In Ethiopia, Female Entrepreneurs Get a Chance to Pursue Their Dreams
- More than 3,000 women in Ethiopia have benefited from a special line of credit for female entrepreneurs backed by the World Bank’s fund for the poorest countries, IDA.
- An estimated 70% of small and medium businesses owned by women in developing countries can’t get enough financing to grow.
- The project aims to unlock capital to help close the financing gap, particularly for growth-oriented businesses that need bigger loans equivalent to $10,000 or more.
Zinabua Hailu has a dream.
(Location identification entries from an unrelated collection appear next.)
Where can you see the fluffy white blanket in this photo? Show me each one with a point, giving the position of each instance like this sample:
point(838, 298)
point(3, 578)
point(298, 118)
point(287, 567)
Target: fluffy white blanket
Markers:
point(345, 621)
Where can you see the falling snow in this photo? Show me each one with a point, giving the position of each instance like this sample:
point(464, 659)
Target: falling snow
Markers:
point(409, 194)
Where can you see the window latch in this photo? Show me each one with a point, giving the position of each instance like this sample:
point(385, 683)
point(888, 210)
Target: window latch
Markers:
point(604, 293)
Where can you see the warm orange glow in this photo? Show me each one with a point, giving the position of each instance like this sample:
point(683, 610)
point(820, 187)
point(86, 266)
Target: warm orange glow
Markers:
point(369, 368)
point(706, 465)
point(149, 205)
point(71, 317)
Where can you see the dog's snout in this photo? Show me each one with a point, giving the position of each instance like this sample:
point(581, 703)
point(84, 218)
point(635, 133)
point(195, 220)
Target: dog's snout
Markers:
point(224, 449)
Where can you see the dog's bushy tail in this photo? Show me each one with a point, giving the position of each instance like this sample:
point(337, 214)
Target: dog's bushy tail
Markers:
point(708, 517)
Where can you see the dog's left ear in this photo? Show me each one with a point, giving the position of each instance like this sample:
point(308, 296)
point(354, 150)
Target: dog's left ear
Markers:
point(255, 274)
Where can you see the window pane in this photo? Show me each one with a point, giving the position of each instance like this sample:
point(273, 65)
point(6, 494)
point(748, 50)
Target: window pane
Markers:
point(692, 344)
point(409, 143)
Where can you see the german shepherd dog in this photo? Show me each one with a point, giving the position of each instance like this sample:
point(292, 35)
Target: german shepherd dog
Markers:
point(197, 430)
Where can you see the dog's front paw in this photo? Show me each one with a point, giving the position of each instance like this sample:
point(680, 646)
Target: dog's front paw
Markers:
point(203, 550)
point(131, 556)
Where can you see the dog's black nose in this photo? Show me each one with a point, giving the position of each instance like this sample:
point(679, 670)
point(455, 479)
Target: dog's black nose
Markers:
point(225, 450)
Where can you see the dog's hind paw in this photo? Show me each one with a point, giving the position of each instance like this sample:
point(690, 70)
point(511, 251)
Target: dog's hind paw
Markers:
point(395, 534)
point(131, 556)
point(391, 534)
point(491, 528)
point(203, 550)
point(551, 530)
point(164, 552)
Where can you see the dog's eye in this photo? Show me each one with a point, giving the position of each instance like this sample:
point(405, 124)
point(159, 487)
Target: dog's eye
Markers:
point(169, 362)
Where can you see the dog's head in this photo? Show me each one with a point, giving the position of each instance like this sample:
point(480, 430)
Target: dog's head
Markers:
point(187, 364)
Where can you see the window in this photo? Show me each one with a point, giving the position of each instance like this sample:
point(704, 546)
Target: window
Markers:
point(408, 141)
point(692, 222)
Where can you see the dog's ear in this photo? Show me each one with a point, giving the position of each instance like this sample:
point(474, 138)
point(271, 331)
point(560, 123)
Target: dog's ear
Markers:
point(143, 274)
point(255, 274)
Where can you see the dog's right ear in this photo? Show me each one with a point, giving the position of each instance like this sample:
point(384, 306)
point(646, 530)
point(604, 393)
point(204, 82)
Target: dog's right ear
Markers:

She wants to build a big hotel with “stars” — one that meets international rating standards, the kind of hotel tourists might frequent.
It’s not an impossible dream. Over the last eight years, the mother of three has built her business from a one-room, one-person food vendor operation into a 10-room hotel and restaurant with a staff of 18 in the bustling Gofa neighborhood of Addis Ababa.
Zinabua is among more than 3,000 women in Ethiopia who have been able to tap financing since 2013 to start or expand a small business. A special line of credit for female entrepreneurs is being offered through the Development Bank of Ethiopia and selected Ethiopian microfinance institutions and backed by the World Bank’s fund for the poorest countries, the International Development Association, with additional financing from the international development agencies of Canada and the United Kingdom.